Planning for Failure

When developing applications it is easy for programmers to think in terms of successful occurrences. Code is built to expect certain results because the programmer is thinking of how the application should work. Whether the specifications are being outlined or the code itself is being tested before use in production, it's always easier to think that there are only so many use cases and that the application should account for those use cases. This direction of thought can result in buggy code and frustrated developers because you're planning for a perfect environment that never truly exists.

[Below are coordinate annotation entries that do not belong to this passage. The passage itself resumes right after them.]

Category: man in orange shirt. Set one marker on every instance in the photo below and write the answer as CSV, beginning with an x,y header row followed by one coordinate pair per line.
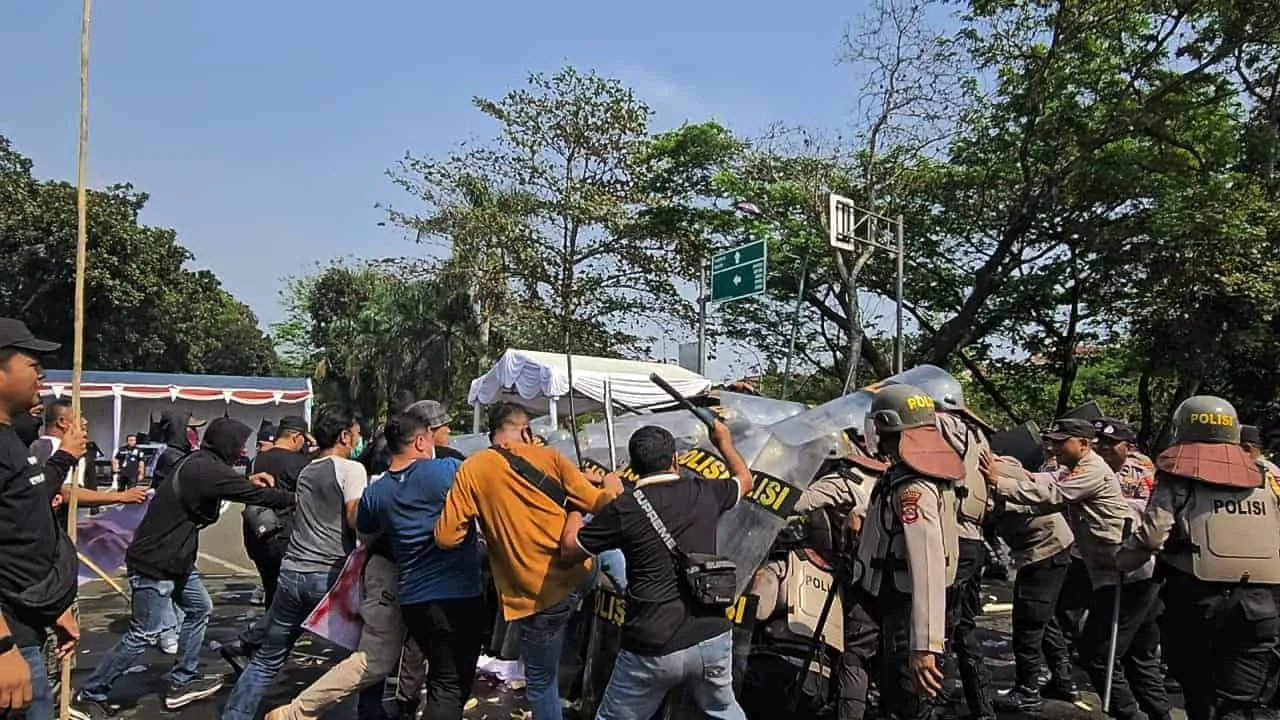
x,y
522,518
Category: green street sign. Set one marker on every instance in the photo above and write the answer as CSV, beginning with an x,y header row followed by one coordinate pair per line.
x,y
739,272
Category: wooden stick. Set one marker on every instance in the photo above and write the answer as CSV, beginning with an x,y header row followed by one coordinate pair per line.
x,y
78,347
103,574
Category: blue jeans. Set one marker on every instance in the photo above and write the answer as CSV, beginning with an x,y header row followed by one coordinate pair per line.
x,y
639,682
542,638
41,693
152,610
296,596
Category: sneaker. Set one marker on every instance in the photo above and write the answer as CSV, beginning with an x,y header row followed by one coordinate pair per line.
x,y
88,709
234,656
1020,700
200,688
1061,689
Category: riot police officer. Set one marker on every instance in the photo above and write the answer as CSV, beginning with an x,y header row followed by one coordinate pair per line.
x,y
964,597
1219,527
906,554
1088,492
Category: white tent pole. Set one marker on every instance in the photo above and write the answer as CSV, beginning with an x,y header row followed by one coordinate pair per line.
x,y
608,423
117,415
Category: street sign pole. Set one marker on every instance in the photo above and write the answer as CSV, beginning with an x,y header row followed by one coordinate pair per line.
x,y
702,318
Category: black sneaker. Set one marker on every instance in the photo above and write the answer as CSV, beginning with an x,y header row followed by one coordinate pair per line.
x,y
234,656
1061,689
200,688
88,709
1020,700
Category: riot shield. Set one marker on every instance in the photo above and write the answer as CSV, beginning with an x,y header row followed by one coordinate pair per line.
x,y
1023,442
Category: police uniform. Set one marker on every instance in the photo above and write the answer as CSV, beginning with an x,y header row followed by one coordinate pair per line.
x,y
1096,510
1216,528
1041,551
906,555
964,597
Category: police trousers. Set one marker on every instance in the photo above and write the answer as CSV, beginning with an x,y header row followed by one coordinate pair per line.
x,y
1037,639
964,605
1138,684
891,615
1221,645
862,643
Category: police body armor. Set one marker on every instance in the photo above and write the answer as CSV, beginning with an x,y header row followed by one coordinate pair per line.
x,y
970,492
882,548
1232,534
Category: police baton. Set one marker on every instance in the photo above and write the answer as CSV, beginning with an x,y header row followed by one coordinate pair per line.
x,y
700,413
1115,624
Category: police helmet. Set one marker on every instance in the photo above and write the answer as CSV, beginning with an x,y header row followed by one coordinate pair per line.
x,y
1207,419
900,408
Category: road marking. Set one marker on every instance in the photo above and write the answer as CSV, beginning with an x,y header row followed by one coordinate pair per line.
x,y
231,566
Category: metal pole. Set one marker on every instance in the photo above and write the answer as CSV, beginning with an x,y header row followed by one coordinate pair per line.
x,y
897,341
702,319
795,322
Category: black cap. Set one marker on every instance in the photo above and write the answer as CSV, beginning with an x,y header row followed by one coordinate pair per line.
x,y
1066,428
1119,431
291,423
14,335
1251,434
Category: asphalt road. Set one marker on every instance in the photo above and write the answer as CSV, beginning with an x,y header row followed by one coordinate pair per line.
x,y
231,579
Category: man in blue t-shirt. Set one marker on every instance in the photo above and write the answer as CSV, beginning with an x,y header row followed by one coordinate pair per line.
x,y
439,589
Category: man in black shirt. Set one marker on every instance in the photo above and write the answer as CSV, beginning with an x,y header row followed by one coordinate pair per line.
x,y
37,560
667,641
161,565
266,532
127,466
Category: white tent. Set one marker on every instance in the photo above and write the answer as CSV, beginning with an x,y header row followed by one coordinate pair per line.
x,y
540,382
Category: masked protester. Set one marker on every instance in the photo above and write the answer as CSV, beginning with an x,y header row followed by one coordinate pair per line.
x,y
1215,525
324,534
161,566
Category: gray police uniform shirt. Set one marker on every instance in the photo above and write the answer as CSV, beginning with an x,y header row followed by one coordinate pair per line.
x,y
1095,506
321,538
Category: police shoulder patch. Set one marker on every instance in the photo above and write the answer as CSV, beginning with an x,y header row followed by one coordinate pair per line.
x,y
909,506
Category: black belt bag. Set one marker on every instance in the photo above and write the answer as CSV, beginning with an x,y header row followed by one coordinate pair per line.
x,y
711,579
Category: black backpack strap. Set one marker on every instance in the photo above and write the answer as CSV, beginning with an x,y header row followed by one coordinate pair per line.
x,y
535,477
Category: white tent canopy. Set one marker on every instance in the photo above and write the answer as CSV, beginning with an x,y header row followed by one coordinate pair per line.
x,y
540,382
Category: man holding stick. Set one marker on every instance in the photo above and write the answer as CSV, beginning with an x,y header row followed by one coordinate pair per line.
x,y
37,560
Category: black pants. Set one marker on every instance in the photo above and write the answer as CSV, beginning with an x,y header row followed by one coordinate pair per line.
x,y
1220,643
862,642
964,605
1139,684
266,556
1038,639
891,615
448,632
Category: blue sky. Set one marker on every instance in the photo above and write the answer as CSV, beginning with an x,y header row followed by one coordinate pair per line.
x,y
263,130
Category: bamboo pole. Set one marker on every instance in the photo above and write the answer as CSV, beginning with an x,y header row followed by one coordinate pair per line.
x,y
78,347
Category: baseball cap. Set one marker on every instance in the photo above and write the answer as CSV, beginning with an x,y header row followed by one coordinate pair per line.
x,y
1066,428
291,423
1119,431
430,413
1251,434
14,333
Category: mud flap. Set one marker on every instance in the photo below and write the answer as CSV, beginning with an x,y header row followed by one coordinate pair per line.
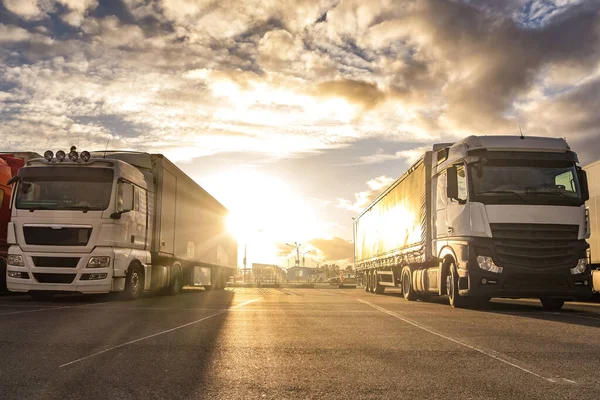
x,y
596,281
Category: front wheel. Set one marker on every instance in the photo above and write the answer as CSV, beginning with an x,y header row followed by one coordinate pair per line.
x,y
552,304
407,290
134,283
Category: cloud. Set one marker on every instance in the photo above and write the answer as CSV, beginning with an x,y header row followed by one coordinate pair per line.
x,y
364,198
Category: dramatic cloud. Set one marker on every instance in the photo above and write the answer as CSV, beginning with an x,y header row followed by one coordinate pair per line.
x,y
376,81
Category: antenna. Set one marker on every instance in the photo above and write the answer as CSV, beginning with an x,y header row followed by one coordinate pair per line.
x,y
106,148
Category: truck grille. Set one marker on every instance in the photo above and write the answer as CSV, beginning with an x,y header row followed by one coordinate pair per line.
x,y
56,262
47,236
535,245
54,278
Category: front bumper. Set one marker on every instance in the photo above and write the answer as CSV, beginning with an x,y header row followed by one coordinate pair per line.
x,y
522,281
57,278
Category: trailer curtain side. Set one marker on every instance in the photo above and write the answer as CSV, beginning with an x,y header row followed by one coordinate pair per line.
x,y
398,221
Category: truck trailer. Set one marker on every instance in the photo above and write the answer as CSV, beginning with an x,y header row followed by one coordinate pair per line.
x,y
114,221
9,165
485,217
593,174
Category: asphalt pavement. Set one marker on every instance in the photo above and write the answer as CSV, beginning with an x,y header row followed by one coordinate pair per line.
x,y
255,343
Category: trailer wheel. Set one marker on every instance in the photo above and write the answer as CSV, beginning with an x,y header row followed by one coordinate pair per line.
x,y
407,289
175,285
379,288
134,282
456,301
551,303
372,278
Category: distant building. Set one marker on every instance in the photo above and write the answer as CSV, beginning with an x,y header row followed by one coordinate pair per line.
x,y
267,273
301,274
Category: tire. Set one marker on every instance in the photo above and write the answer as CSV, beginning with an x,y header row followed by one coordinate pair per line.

I've had the opportunity to participate in disaster planning in a few different positions. We looked at a number of possibilities, including catastrophic events to simple human errors, but it was the manner of thought that really got me thinking of application development. One way to approach disaster planning is to imagine certain familiar scenarios and play out how the system would react. The other, and in my mind the better approach, is to analyze the system and identify weaknesses. Instead of thinking 'a fire could burn down the data center' you can think 'the data center is unavailable'. How the data center goes down is not important. It's just gone. It could be fire or flood or an EMP, but as far as you and your customers are concerned, the data center is gone.

Going down to the code level I feel that unit testing has the same fallacy. If a method is looking for an integer and should fail elegantly if a string is passed instead, you can write a test to throw strings at the method and ensure that a elegant failure returns. As far as the developer and end customer is concerned, though, it shouldn't matter if a string, array, object, or anything else is passed in. Only an integer should work and everything else should fail elegantly.

Now, I'm not saying that unit testing is a bad idea for development. There are many positive attributes to unit testing, especially in a team development environment. However, when it comes to quality assurance or code review, just thinking in terms of how the code should work is not enough. It is also not enough to think of specific cases that would cause breaks in the code. Instead, you should look at the system as something that can, and will, fail at some point. The first job of a code reviewer or team lead is to determine what happens when the system fails to make sure that there are backup processes and graceful error handling.

Once all points of failure have been addressed you can then start looking at root causes. What would have caused this specific method of failure? Is there a user action or logic mistake that led to this specific course? The beauty of this method is that if you don't find all of root causes of failure immediately there are always failsafes to protect the integrity of the system. Once you have a plan for what happens when the data center is lost you can start tracing back the individual reasons why it would disappear to attempt to avoid that costly and inconvenient occurrence.